Returns a DataFrame containing feature names and their importance scores, providing a more structured output for analyzing feature importance.

get_feature_names

get_feature_names Method

std::vector<std::string> get_feature_names(
    const df::Dataframe &data,
    const std::string &target_column) const;

Returns a vector of feature names from the DataFrame, excluding the target column. This is useful for mapping feature indices to their original names in the dataset.

Model Assessment Methods

oob_error

oob_error Method

double oob_error(const df::Dataframe &data, const std::string &target_column);

Calculates the out-of-bag (OOB) error estimate for the random forest model.

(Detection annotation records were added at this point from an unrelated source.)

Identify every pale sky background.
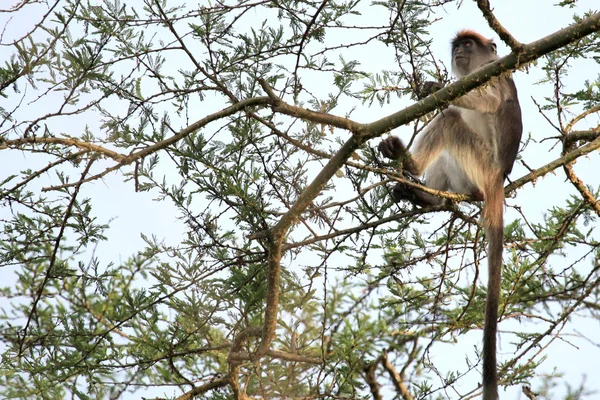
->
[0,0,600,399]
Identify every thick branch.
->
[256,13,600,357]
[365,13,600,139]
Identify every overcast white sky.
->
[0,0,600,399]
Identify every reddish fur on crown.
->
[452,29,494,47]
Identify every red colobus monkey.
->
[379,30,523,400]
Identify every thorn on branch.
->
[258,78,281,102]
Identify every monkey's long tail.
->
[483,173,504,400]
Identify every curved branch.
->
[477,0,523,52]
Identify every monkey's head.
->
[452,29,498,78]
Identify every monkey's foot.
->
[392,183,443,207]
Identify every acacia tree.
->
[0,0,600,400]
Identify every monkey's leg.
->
[392,157,449,207]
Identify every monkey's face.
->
[452,38,498,78]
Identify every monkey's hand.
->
[379,136,406,160]
[379,136,421,176]
[419,81,444,99]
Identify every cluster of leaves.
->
[0,0,600,399]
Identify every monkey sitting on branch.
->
[379,30,523,400]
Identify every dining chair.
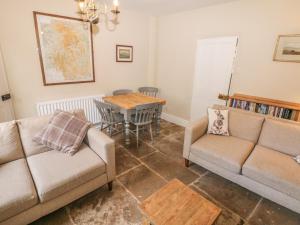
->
[94,100,124,136]
[138,87,158,97]
[113,89,133,96]
[130,103,157,148]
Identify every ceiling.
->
[120,0,236,15]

This provides an unbiased estimate of the generalization error without requiring a separate validation set.

get_num_trees

get_num_trees Method

size_t get_num_trees() const;

Returns the number of trees in the random forest.

get_task_type

get_task_type Method

TaskType get_task_type() const;

Returns the task type (REGRESSION or CLASSIFICATION) that the random forest is configured for.

Usage Example

Complete Usage Example


#include <dataframe/Serie.h>
#include <dataframe/Dataframe.h>
#include <dataframe/io/csv.h>
#include <dataframe/core/split.h>
#include <dataframe/ml/random_forest.h>
#include <iostream>

int main() {
    // Load data from CSV
    df::Dataframe data = df::io::read_csv("iris.csv");
    
    // Print dataset info
    std::cout << "Dataset columns: ";
    for (const auto& name : data.names()) {
        std::cout << name << " ";
    }
    std::cout << "\nTotal samples: " << data.get<double>("sepal_length").size() << std::endl;
    
    // Split data into training and testing sets (80/20)
    auto splits = df::split(5, data);
    
    // Combine first 4 parts for training (80%)
    df::Dataframe train_data;
    for (size_t i = 0; i < 4; ++i) {
        // Merge split data into train_data
        // Implementation depends on specific merge function
    }
    
    // Use the 5th part for testing (20%)
    df::Dataframe test_data = splits[4];
    
    // Create and train a random forest classifier
    ml::RandomForest rf = ml::create_random_forest_classifier(
        100,    // num_trees
        3,      // n_classes
        0,      // max_features (auto)
        10,     // max_depth
        2       // min_samples_split
    );
    
    // Train the model
    rf.fit(train_data, "species");
    std::cout << "Model trained successfully with " << rf.get_num_trees() << " trees." << std::endl;
    
    // Make predictions
    df::Serie<double> predictions = rf.predict(test_data);
    
    // Calculate feature importance
    df::Dataframe importance = rf.feature_importance_df(train_data, "species");
    
    // Print feature importance
    std::cout << "\nFeature Importance:" << std::endl;
    for (const auto& name : importance.names()) {
        std::cout << name << ": " << importance.get<double>(name)[0] << std::endl;
    }
    
    // Evaluate the model
    auto metrics = rf.evaluate(test_data, "species");
    std::cout << "\nModel Evaluation:" << std::endl;
    for (const auto& [metric, value] : metrics) {
        std::cout << metric << ": " << value << std::endl;
    }
    
    // Calculate OOB error
    double oob = rf.oob_error(train_data, "species");
    std::cout << "Out-of-bag error: " << oob << std::endl;
    
    return 0;
}

Implementation Notes

The implementation uses bootstrap sampling to create diverse training sets for each decision tree in the forest.
Out-of-bag (OOB) samples are used to provide an unbiased estimate of the generalization error.
For classification tasks, the model outputs class labels based on majority voting among the trees.
For regression tasks, the model outputs the average prediction of all trees.
The implementation supports feature importance calculation, which helps identify the most influential features in the model.
Permutation importance provides an alternative method to assess feature importance by measuring the impact of shuffling each feature's values.
When max_features is set to 0, all features are considered for each split, which can be computationally intensive for datasets with many features.